Quentin's hair was awful.
("You wanna go for round two, cowboy?")
Quentin leaned into him in the dark hallway, mouth whiskey-sharp and begging. They were alone in the Cottage together, bored and drunk, and he hadn't expected the response he'd received to his stupid, half-joking offer: rough hands pulling at the buttons of his shirt, teeth nipping at the edge of his jaw and hot breath against his skin.
Quickly, too quickly, Quentin's hands found their way down the front of his trousers, confident and needy.
"Don't chicken out on me now," Quentin whispered into his mouth, his hips dropping into a just-this-side-of-too-rough downward grind, pressing him down into the mattress. Eliot tried not to gasp, tried not to desperately arc up into Quentin's touch.
But he did, anyway.
"I just want you to be sure," Eliot said, as he slid his hands up Quentin's sides, up under his t-shirt, his fingertips following the curve of his ribs and the goosebumps rising across his skin. The room smelled like red wine and stale cigarettes and it wasn't right, not like this. "You're drunk, Q, too drunk -"
Cutting him off, Quentin pressed his mouth against his own, bruisingly hard, then pulled back to look him in the eyes, slightly unfocused pupils peeking out behind his sweaty, tangled hair as he licked his palm.

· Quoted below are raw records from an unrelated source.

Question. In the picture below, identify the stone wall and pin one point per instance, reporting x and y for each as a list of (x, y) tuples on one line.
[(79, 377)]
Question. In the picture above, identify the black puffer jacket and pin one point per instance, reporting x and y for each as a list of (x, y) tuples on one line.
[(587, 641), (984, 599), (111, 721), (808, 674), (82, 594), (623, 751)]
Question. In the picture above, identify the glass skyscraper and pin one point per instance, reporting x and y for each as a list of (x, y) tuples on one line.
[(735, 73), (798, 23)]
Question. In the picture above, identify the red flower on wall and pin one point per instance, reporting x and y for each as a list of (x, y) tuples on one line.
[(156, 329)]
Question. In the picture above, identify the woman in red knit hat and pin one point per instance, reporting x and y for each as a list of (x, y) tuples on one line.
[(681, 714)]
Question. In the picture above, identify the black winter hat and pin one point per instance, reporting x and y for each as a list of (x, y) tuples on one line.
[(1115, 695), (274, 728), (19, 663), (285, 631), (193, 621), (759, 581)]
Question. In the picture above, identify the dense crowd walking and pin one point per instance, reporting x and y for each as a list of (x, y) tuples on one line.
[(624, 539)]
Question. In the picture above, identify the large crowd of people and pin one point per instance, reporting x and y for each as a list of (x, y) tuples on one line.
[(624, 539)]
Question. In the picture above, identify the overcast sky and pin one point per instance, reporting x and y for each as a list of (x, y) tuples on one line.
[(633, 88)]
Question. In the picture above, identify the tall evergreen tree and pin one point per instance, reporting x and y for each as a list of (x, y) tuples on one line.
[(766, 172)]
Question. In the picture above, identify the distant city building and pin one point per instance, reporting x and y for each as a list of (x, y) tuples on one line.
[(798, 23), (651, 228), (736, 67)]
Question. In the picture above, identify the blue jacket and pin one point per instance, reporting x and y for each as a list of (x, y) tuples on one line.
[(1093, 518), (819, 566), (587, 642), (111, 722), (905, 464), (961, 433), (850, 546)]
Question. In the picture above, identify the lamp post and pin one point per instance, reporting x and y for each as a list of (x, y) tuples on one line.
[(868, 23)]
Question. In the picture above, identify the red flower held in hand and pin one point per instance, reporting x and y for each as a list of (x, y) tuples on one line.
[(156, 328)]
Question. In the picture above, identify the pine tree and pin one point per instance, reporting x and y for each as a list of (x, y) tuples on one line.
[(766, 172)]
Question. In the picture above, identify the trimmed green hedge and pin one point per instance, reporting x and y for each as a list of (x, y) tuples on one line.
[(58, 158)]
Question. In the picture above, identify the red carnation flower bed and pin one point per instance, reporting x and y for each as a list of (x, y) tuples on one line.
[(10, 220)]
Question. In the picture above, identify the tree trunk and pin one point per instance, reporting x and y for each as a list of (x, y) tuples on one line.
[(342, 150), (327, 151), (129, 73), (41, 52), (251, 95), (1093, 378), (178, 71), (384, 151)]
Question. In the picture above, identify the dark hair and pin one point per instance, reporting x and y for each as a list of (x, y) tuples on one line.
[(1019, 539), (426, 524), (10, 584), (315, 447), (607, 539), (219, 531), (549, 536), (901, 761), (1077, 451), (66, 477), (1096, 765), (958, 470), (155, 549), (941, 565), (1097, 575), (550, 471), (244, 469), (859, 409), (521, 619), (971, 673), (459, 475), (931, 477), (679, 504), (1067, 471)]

"Well, you know what they say," Quentin murmured, as he wrapped his fingers around him and twisted his grip in just the right way. Eliot pressed his forehead into the dip of Quentin's throat and clenched his fingernails into sweat-slicked skin of his back, trying to convince himself that this was everything he'd been longing for as Quentin whispered in his ear, "Second time's the charm, right?"
Afterwards, he'd sat on the floor outside the bathroom while Quentin vomited.
(He knew he'd gotten what he wanted, sort of.
But still.
He wondered if he ever should have wanted it at all.)